Let me tell you something from my heart. In 2013, I started looking for a remote job. I didn't get one until December 2020—that's eight years. Eight years of confusion, rejection, and feeling like everyone else knew a secret they refused to share. I spent those years not really understanding what remote work even meant. Was I looking for gigs? Microtasks? Actual employment? I had no idea. My CV was a disaster—pages of information that said everything except what employers actually needed to know about what I could do. I applied to thousands of opportunities I didn't understand, for roles I was probably qualified for but couldn't articulate why. And the gatekeeping? The people already working remotely who'd look at you like you were asking for state secrets when you just wanted to know how? That hurt the most. Friend, I was struggling.
But in January 2021, I started my first real remote job, and everything changed. Well, almost everything—because here's what they don't tell you: sometimes getting the job is just the beginning of the challenges. The internet in Nyeri couldn't handle the software I needed to install or support the work I had to do. Safaricom Fibre wasn't readily available in my area then. So I packed my life and moved to Nairobi for three years. Yes, after getting the job I'd fought eight years for, I still had to uproot myself just to make it work. But you know what? I did it. Because I was finally working with people from different continents, learning workflows I'd never encountered in Kenya, holding myself to standards I didn't even know existed. My confidence? It went from "maybe I can do this" to "I know I can do this." I made friends across the world. Real friends. I earned in a currency that didn't lose value every time I checked my bank account. And despite everything—the eight years of struggle, the move, the tears and frustration—I wouldn't change a single thing. That journey taught me everything I needed to know.

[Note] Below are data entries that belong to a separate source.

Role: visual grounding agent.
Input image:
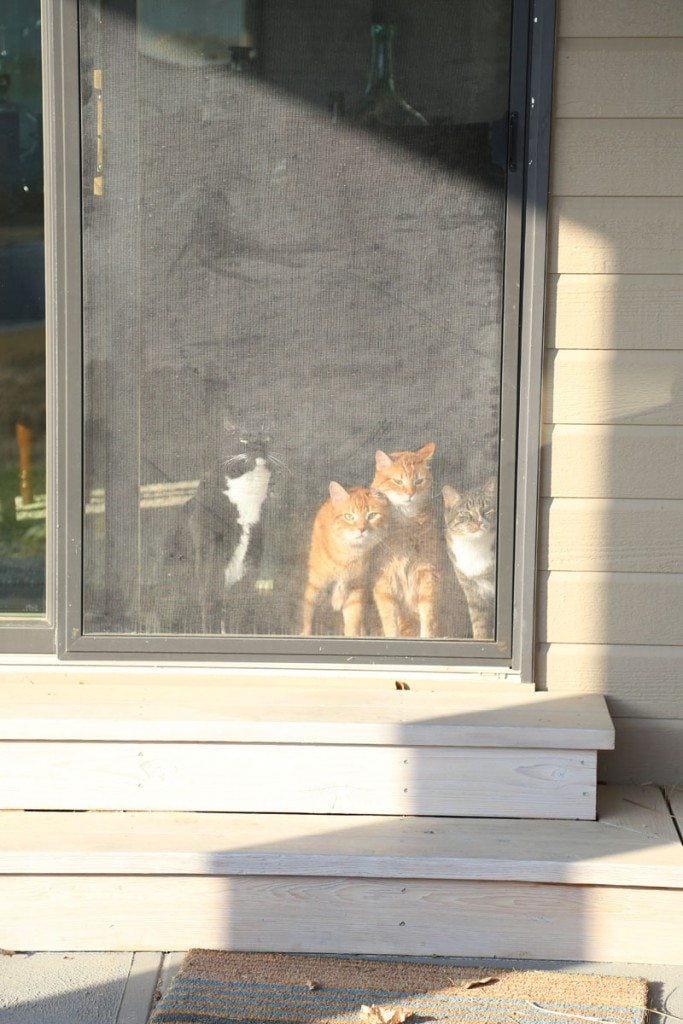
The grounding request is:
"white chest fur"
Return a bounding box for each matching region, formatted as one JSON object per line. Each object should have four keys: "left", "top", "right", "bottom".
{"left": 223, "top": 459, "right": 271, "bottom": 527}
{"left": 449, "top": 529, "right": 495, "bottom": 581}
{"left": 222, "top": 459, "right": 271, "bottom": 587}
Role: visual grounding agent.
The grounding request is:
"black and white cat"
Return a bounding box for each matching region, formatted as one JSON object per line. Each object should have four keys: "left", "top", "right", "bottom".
{"left": 190, "top": 428, "right": 273, "bottom": 634}
{"left": 156, "top": 425, "right": 275, "bottom": 634}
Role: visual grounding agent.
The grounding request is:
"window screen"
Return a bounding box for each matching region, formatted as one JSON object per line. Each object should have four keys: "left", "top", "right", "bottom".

Here's where my heart breaks a little, though. You shouldn't need eight years. You shouldn't have to move cities just to access the internet your job requires. You shouldn't have to figure out the difference between a scam and a real job through trial and error. You shouldn't feel alone in this, wondering why no one will just tell you how it works. That's why RemoteHuntr exists. I took every painful lesson, every mistake, every breakthrough, and every piece of knowledge I gained, and I built this platform so your journey could be different from mine. Better than mine. Faster than mine.
This isn't just a job board to me—it's eight years of my life, plus my sister's journey too. You see, after I finally got my remote job, she was the very first person I trained on how to navigate this world. And in April 2022, she got her own remote job. We've both been working remotely ever since, and when I started building RemoteHuntr, she joined me in this mission. Together, we've consolidated everything we've learned, every mistake we've made, every breakthrough we've had, into this platform. When we curate these jobs, when we write these guides, we're thinking about the person I was in 2013, staring at my screen, wondering if remote work was even possible for someone like me, someone in Kenya, someone without connections or a fancy degree from abroad. We're here to tell you: it is possible. You are enough. You just need the right information, the right opportunities, and someone who actually wants you to succeed.
So yes, we made it. We're living proof that Africans can thrive in the global remote workforce—not just survive, but genuinely thrive. My work ethic is sharper, my skills are deeper, my worldview is broader, and my belief in what's possible has expanded beyond what I ever imagined back in 2013. But more importantly, you can make it too, and you don't need eight years to do it. Everything we learned, everything we wish someone had told us, every opportunity we struggled to find—it's all here at RemoteHuntr.co.ke. This is our story, but we're building this platform so you can write your own success story much, much sooner. Let's do this together.